Intel tumbles on lower earnings

Chipmaker's earnings beat the Street by a penny, but stock tumbles as earnings fall 39 percent from a year ago.

By Rob Kelley, staff writer

NEW YORK ( -- Chipmaker Intel announced fourth-quarter earnings a penny higher than Wall Street projections after the market's close Tuesday, but shares tumbled more than 4 percent in after-hours trade.

The company earned 26 cents per share for the period ending December 30, 2006, while analysts were expecting earnings of 25 cents per share, according to Thomson Financial.

Intel's earnings fell 35 percent compared to the 40 cents per share the company earned in the same period a year ago.

The company also reported sales of $9.7 billion, which beat analyst expectations of $9.4 billion.
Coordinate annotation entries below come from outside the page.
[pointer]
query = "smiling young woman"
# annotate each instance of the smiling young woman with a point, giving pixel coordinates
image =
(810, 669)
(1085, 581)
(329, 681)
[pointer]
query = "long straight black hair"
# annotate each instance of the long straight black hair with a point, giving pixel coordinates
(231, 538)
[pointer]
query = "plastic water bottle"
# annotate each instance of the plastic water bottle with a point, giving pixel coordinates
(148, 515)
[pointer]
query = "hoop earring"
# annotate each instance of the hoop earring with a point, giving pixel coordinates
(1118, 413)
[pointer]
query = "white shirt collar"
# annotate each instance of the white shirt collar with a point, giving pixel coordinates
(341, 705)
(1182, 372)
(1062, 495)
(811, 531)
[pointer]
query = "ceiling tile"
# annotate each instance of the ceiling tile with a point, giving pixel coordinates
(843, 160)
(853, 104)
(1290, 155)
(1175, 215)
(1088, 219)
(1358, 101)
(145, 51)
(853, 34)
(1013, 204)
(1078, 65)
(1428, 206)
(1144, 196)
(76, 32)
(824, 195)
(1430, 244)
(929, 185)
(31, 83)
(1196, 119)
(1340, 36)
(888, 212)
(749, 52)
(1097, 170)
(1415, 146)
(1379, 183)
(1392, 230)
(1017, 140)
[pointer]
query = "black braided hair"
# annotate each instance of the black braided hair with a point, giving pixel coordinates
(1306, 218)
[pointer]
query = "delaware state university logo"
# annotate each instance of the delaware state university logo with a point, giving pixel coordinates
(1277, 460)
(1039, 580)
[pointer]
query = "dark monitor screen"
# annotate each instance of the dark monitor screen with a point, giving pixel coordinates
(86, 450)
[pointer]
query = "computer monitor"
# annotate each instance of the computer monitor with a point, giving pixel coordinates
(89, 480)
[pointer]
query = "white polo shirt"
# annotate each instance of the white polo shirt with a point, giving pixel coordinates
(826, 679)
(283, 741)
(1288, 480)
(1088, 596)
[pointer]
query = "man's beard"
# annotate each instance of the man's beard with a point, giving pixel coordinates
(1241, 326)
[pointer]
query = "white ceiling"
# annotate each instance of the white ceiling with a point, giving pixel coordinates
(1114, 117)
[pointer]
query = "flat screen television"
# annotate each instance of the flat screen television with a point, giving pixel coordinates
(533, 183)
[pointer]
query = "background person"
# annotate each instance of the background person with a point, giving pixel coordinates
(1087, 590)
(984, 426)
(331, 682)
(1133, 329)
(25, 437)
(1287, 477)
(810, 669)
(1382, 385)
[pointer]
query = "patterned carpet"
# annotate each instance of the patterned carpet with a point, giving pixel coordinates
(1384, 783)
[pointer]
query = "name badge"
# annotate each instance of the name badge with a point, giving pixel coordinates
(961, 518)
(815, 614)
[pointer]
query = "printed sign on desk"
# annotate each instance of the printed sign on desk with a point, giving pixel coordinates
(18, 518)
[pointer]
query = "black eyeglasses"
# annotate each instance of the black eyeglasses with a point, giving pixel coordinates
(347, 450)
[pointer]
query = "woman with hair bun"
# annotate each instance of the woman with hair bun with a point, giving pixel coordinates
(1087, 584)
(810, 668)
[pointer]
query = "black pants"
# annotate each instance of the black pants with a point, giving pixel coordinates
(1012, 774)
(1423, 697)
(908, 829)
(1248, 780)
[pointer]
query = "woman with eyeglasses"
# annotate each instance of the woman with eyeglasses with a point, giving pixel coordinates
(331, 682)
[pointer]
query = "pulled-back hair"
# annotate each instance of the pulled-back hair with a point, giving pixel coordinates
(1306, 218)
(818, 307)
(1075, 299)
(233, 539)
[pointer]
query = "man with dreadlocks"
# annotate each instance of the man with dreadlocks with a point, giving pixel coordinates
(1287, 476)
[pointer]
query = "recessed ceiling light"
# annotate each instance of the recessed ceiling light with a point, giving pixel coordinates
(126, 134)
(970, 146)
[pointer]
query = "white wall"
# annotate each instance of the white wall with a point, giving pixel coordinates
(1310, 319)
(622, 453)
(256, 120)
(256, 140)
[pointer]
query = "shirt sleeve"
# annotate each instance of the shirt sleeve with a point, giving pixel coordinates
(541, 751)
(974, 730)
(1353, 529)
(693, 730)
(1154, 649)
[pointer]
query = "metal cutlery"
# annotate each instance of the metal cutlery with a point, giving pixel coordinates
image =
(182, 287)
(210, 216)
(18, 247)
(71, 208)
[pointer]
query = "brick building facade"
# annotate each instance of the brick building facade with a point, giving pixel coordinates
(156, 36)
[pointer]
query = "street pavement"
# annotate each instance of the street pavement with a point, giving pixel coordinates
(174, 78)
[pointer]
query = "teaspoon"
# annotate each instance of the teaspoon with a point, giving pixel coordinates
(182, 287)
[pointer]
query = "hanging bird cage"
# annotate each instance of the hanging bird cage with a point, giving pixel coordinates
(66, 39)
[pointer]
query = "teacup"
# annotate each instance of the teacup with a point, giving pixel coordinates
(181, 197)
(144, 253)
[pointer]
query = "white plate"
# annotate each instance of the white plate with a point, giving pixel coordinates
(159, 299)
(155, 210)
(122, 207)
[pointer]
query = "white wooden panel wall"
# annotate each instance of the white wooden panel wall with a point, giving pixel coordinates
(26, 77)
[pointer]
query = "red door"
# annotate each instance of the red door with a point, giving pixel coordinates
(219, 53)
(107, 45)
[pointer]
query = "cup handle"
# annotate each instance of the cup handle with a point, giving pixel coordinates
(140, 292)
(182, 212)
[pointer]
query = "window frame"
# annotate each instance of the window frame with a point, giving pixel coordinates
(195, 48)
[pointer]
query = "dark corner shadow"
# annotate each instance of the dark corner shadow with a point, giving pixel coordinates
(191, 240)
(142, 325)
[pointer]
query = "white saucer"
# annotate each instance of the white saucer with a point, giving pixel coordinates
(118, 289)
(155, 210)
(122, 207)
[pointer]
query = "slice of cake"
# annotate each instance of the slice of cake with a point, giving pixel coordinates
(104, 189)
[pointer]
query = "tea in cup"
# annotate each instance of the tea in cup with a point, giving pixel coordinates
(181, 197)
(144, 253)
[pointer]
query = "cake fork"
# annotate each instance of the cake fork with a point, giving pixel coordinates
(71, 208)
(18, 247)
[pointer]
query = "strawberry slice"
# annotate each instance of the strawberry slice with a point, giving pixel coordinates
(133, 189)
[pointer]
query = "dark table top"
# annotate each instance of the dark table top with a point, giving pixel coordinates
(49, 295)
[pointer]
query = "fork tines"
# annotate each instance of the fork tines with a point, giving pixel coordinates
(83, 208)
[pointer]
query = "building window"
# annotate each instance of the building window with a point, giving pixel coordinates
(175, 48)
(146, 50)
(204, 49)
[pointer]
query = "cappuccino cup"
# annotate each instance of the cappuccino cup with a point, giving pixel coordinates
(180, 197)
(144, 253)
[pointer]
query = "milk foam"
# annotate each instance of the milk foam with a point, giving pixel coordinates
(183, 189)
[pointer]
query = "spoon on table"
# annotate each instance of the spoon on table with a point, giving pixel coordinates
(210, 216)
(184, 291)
But revenues fell 5 percent from the $10.2 billion the company reported in the fourth quarter of 2005.

Intel said that it expects first-quarter '07 revenue between $8.7 billion and $9.3 billion, with a gross margin around 49 percent. For fiscal year 2007, it projects gross margins of 50 percent, plus or minus a few points.

"The stock is getting hurt because investors are disappointed by these gross margins," Doug Freedman, an analyst with American Technology Research, told CNNMoney. "They offered gross margin guidance well below where people were modeling, but I think they're just being cautious. They're in the early innings of restructuring and stabilization, and want to be sure they don't miss any numbers going forward."

The company has been locked in an intense chip-pricing battle with rival AMD (Charts), which last week issued a profit warning for the fourth quarter, sending its shares down nearly 10 percent while Intel's shares gained 1 percent that day.

The company's crucial gross margin reading dropped from 61.8 percent in fourth-quarter 2005 to 49.6 percent in the same quarter this year.

"Our gross margin is 11 points lower this year compared to the fourth quarter last year, primarily because of a lower average selling price for chips," Intel's CEO Paul Otellini told analysts on a webcast. "We continue to bring spending down as a percentage of revenue and are on target to generate savings of $2 billion in 2007."

He said the numerous price changes that Intel made in 2006 were more a result of new production introductions than pressure from competition.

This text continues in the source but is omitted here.